Nail your base moulding to the front. If you can't find 5 1/4" moulding that's stainable, you can buy shorter moulding and cut scrap 1x to make up for the remaining space.
The best way to do this would be with a table saw, and just setting the fence to make these cuts. But if you don’t have a table saw, you can drill ¼” holes at the end of each mark (remember to add an 1/8” to measurements shown so you drill the hole in the center of the cut) and then cutting to that mark with a circular saw or jigsaw. Use a square to mark the cuts long before you cut. Remember, the cuts need to be the width of the plywood thickness.

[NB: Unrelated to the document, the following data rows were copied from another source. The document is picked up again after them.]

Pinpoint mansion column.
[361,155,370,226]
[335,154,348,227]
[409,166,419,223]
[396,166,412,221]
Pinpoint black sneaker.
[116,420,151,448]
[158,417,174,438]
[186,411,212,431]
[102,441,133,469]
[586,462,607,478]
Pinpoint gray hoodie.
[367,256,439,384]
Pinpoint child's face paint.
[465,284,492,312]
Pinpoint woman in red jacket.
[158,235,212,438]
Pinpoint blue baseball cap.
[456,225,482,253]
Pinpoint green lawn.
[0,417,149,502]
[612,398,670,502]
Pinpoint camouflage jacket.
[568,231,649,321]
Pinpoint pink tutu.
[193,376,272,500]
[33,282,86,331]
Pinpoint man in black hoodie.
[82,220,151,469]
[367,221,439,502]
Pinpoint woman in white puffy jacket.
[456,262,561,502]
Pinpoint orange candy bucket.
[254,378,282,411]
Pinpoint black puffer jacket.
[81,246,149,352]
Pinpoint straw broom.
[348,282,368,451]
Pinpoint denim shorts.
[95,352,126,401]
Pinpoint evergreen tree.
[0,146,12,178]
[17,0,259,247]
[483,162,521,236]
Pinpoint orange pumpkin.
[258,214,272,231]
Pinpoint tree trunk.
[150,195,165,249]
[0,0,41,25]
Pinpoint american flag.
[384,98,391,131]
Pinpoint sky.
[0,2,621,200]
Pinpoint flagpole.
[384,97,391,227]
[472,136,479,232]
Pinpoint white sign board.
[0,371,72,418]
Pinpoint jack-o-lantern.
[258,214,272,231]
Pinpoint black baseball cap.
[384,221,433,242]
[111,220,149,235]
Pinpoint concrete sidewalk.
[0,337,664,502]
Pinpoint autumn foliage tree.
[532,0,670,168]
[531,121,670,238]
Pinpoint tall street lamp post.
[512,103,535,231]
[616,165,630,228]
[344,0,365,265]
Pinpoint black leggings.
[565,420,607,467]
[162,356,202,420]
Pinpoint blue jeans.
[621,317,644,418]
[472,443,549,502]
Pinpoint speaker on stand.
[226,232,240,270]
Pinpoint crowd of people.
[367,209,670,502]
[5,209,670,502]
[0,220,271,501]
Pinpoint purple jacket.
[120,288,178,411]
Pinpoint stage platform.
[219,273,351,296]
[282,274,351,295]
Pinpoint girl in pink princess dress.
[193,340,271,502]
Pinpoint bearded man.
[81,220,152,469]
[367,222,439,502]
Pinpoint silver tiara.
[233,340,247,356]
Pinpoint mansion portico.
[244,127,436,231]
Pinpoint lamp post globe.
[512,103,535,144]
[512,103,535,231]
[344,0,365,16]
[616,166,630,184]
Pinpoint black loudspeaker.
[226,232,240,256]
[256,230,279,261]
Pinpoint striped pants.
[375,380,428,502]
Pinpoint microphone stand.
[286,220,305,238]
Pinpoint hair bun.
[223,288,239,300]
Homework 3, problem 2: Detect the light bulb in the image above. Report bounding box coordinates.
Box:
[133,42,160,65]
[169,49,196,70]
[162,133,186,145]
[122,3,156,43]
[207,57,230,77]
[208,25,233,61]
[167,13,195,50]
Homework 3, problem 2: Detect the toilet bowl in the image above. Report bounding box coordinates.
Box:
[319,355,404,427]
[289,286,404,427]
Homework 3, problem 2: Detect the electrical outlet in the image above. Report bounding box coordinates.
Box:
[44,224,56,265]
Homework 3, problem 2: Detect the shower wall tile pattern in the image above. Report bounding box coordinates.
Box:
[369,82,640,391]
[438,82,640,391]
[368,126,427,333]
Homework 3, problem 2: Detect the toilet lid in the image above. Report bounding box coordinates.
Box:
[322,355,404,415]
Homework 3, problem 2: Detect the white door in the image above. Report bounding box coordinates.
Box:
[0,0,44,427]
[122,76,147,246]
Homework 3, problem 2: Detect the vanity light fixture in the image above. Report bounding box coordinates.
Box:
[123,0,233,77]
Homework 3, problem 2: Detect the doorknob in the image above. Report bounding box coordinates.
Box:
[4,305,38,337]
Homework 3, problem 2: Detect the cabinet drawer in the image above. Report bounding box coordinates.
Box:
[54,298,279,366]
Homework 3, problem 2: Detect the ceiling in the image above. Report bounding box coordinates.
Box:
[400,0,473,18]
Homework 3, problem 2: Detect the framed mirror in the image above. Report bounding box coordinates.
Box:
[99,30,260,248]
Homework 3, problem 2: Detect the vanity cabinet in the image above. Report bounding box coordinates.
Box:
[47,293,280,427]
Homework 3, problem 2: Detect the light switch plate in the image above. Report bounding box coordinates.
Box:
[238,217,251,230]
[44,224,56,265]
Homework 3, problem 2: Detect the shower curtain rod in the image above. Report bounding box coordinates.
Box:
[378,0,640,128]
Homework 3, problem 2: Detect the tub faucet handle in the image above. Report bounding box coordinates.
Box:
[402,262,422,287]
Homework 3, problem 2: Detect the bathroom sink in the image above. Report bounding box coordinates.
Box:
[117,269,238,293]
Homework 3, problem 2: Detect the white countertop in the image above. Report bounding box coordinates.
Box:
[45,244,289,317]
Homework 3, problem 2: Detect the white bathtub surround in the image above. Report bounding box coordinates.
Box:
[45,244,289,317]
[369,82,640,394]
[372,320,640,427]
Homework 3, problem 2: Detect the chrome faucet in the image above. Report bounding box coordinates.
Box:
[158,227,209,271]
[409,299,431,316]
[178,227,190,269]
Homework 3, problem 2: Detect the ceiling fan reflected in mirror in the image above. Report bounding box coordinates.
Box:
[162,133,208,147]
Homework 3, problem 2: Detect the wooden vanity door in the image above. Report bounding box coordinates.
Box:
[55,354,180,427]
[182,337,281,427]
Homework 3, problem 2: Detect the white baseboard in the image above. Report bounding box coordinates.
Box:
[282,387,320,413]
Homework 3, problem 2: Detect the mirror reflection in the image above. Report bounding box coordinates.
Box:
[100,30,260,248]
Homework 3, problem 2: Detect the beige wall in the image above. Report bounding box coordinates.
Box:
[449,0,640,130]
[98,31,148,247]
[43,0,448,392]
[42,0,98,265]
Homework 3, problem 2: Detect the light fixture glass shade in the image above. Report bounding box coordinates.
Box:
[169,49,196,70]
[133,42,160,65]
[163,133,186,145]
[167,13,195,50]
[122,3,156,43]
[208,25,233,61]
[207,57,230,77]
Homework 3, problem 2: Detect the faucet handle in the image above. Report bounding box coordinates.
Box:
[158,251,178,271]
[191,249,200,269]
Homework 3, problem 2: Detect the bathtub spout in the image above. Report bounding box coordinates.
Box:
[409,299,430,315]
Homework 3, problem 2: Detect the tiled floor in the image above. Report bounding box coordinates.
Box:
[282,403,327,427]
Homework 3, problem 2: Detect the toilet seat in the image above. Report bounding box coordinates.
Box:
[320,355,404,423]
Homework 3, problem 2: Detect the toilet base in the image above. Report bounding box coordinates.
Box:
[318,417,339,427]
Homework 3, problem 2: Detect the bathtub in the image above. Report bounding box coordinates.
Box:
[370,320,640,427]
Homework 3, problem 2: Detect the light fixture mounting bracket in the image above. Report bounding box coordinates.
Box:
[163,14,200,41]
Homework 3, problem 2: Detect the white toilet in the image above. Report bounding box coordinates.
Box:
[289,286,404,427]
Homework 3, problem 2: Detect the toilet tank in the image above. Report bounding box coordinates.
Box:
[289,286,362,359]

* Gina marked the cuts as shown above on one of each sized board and clamped all of the boards together (making sure they were perfectly aligned). Then she took her circular saw to make the cuts. If you do this, you'll need to touch up the bottom boards with either a Dremel or a jig saw, since the circular saw's rounded blade made the bottom board's cuts shorter than the top's.
Once all the pieces go together, you should not need glue.
The base should hold the pieces tight and square.
That way you can change it up with shelves if you like!